I think the root of the issue is that the CMOR checker does not check the rotated coordinates because they are defined in the grids table, which is not read. The bounds for these coordinates are not guessed in the checker because the variables definition does consider lat/lon to be the coordinates And then the guessing of the bounds cannot happen for the geographic coordinates because guess_bounds does not work with 2D coordinates.

With that I think that the project level fix in #184, should be reworked a little bit, to make it work both as a "checker" and a set of fixes. The idea would be to first read the CORDEX_grids table in order to load the CMOR information on the rotated coordinates

def fix_metadata 
        table = CMOR_TABLES['CORDEX']
        cmor_folder = table._cmor_folder
        table._load_table(os.path.join(cmor_folder, 'CORDEX_grids'))
...

For what I understand, CORDEX data can be outputed in x/y (+ 2D lat/lon as aux coordinates), rlat/rlon (+ 2D lat/lon as aux coordinates) or directly in a regular grid ( 1D lat/lon as dim coordinates), so the checking/fixing could be split in that way:

...
        if isinstance(coord_sys, iris.coord_systems.LambertConformal):
            self.fix_lambert_conformal(cube, table)

        elif isinstance(coord_sys, iris.coord_systems.RotatedGeogCS):
            self.fix_rotated(cube, table)

        elif isinstance(coord_sys, iris.coord_systems.GeogCS):
            # coordinates will be fixed during the CMOR checks, because they are regular 1D lat/lon
            return cubes

        else:
            emsg = 'Unknown coordinate system, got {!r}.'
            raise NotImplementedError(
                emsg.format(type(coord_sys)))
...

And then the fixes for each one of the coordinate systems should include a check/fix on the metadata that is loaded from the CMOR information:

    def fix_grid_metadata(coord, cmor_info):
        if coord.standard_name != cmor_info.standard_name:
            coord.standard_name = cmor_info.standard_name
        if coord.long_name != cmor_info.long_name:
            coord.long_name = cmor_info.long_name
        if coord.units != cmor_info.units:
            coord.convert_units(cf_units.Unit(coord.units))
        if not coord.has_bounds():
            guess_bounds(coord)

As well as a routine to guess the bounds for the lat/lon coordinates from the bounds of either rlat/rlon and x/y (based on what is done in #184):

    def guess_bounds_from_lambert(self, cube):
    ...
        ccrs_global = global_coord_sys.as_cartopy_crs()
        xyz = ccrs_global.transform_points(
        grid_coord_sys.as_cartopy_crs(), glon, glat)
        lon_bnds = xyz[:, :, 0]
        lat_bnds = xyz[:, :, 1]
   ... # + reshaping of the bounds

    def guess_bounds_from_rotated(self, cube):
    ....
        grid_coord_sys = x_coord.coord_system
        lon_bnds, lat_bnds = iris.analysis.cartography.unrotate_pole(
            glon, glat,
            grid_coord_sys.grid_north_pole_longitude,
            grid_coord_sys.grid_north_pole_latitude
            )
    ... # + reshaping of the bounds

184 also contains some further fixes in the Lambert Conformal coordinate system that could be added in the fix_lambert_conformal routine. It also contains a routine to guess lat/lon from the native coordinates in case they do not exist, but for what I have seen this may not be needed because the only files I have run into that do not contain lat/lon are and old version of a dataset, that got updated so that the coordinates are included. But I may be wrong.

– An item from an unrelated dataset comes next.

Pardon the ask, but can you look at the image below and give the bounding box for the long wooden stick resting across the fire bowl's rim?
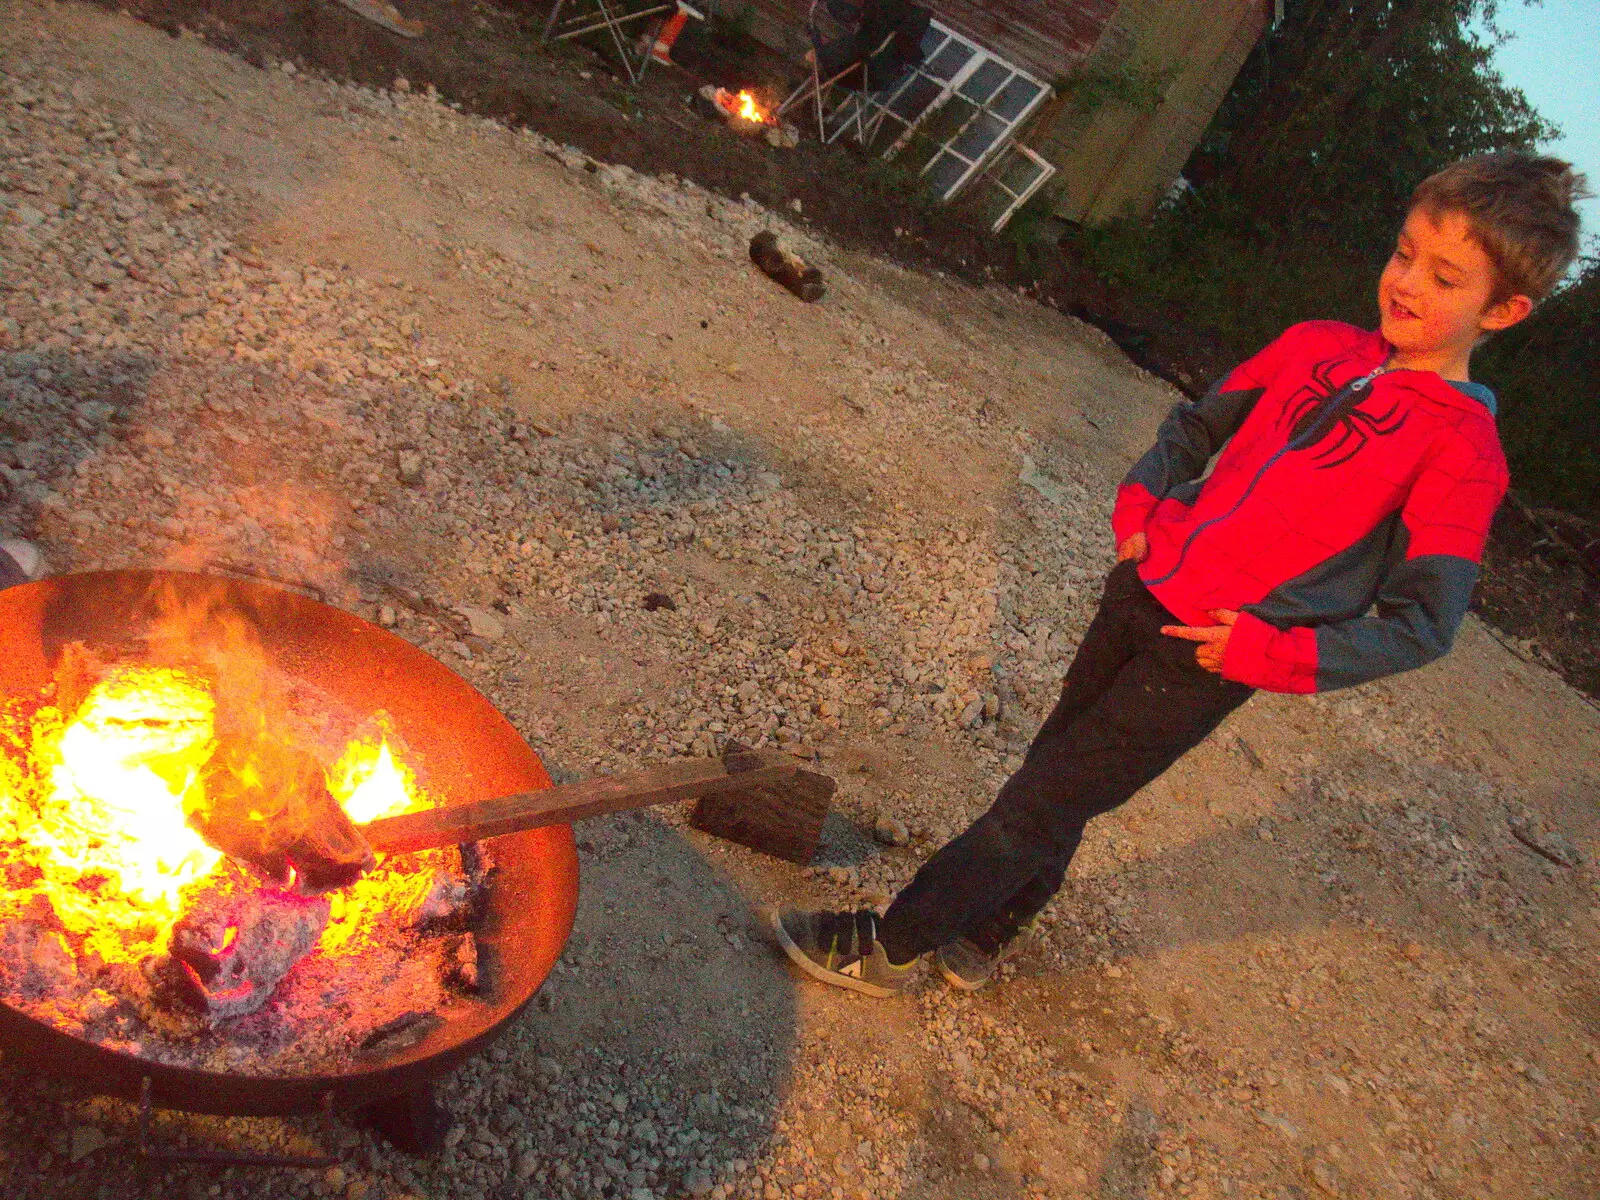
[360,750,800,853]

Additionally, in the CMOR checks, the coordinates get their (max/min) values and monotonicity checked. Maybe it would be worth it to include such checks in the project level fix, that would check for each one of the domains the values of the coordinates (since the definition of the span of the domains is available https://cordex.org/wp-content/uploads/2012/11/CORDEX-domain-description_231015.pdf). Other general fixes related to the grid could also be included in the project level fix.

And for other type of fixes, I think it would be easier to fix them as they are found at a domain/driver/dataset level.